L’accordo prevede l’uso di carburanti a basso contenuto di zolfo

VENEZIA – È stato siglato l’accordo volontario Venice Blue Flag 2015, un impegno sottoscritto da Comune di Venezia, Capitaneria di Porto, Autorità portuale di Venezia e da tutte le compagnie crocieristiche che scalano il porto lagunare.

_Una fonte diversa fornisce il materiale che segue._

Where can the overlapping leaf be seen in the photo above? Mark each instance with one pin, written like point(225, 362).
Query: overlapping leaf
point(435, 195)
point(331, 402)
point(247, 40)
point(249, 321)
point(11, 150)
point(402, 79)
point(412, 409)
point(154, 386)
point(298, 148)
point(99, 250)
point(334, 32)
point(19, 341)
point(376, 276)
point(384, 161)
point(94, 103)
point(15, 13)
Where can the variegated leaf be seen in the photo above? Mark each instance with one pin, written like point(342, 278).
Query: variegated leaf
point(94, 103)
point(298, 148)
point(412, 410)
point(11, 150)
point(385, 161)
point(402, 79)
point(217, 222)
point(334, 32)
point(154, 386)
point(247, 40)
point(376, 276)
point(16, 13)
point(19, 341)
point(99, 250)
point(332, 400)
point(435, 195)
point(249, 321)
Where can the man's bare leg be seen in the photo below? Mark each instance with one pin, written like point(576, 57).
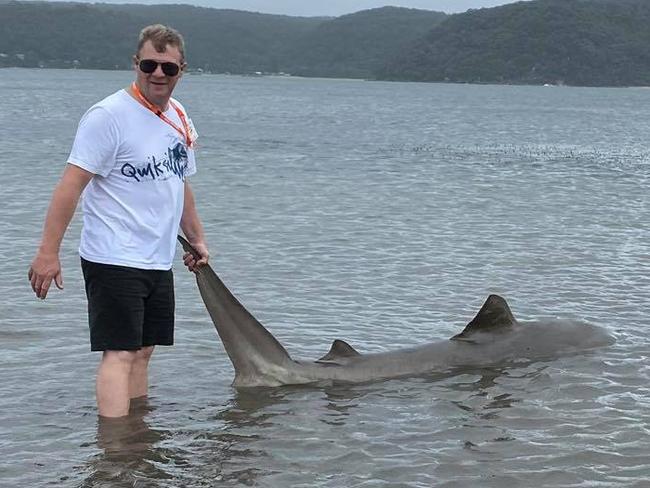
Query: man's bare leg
point(113, 375)
point(139, 377)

[hidepost]L’accordo, unico nel suo genere, fa di Venezia il porto più “green” del Mediterraneo consentendo, dal 2007 ad oggi, di abbattere in misura rilevante gli inquinanti emessi nell’aria.
Così come è stato verificato dall’ARPAV nelle sue ultime rilevazioni, il Blue Flag ha consentito di abbattere le emissioni di polveri sottili (PM) del 60% e del 96% le SO2 in manovra se, invece, si considerano assieme sia le fasi di stazionamento che di manovra l’abbattimento risulta essere del 46% per PM e del 91% del SO2.
Il Blue Flag prevede che ogni nave in arrivo a Venezia utilizzi – da prima dell’ingresso in Laguna e fino a tutto il periodo di stazionamento in banchina – carburanti a basso contenuto di zolfo (0.1%). Si tratta di un limite molto più restrittivo rispetto a quanto stabilisce la normativa italiana che prevede attualmente per le navi l’uso di carburanti con una percentuale di zolfo inferiore al 3.5%, limite che sarà abbassato allo 0.5% solo a partire dal 2020.
L’edizione 2015 prevede una novità, le compagnie potranno anche introdurre l’impiego degli “scrubber” ai camini delle loro navi, si tratta di particolari filtri che consentono di intrappolare gli inquinanti e abbattere le emissioni.
Verifiche e controlli saranno effettuati e garantiti dalla Capitaneria di Porto di Venezia che tramite proprio personale certificherà il rispetto delle norme anti-inquinamento con analisi a campione sul combustibile, il cui costo sarà a carico dell’Autorità portuale di Venezia.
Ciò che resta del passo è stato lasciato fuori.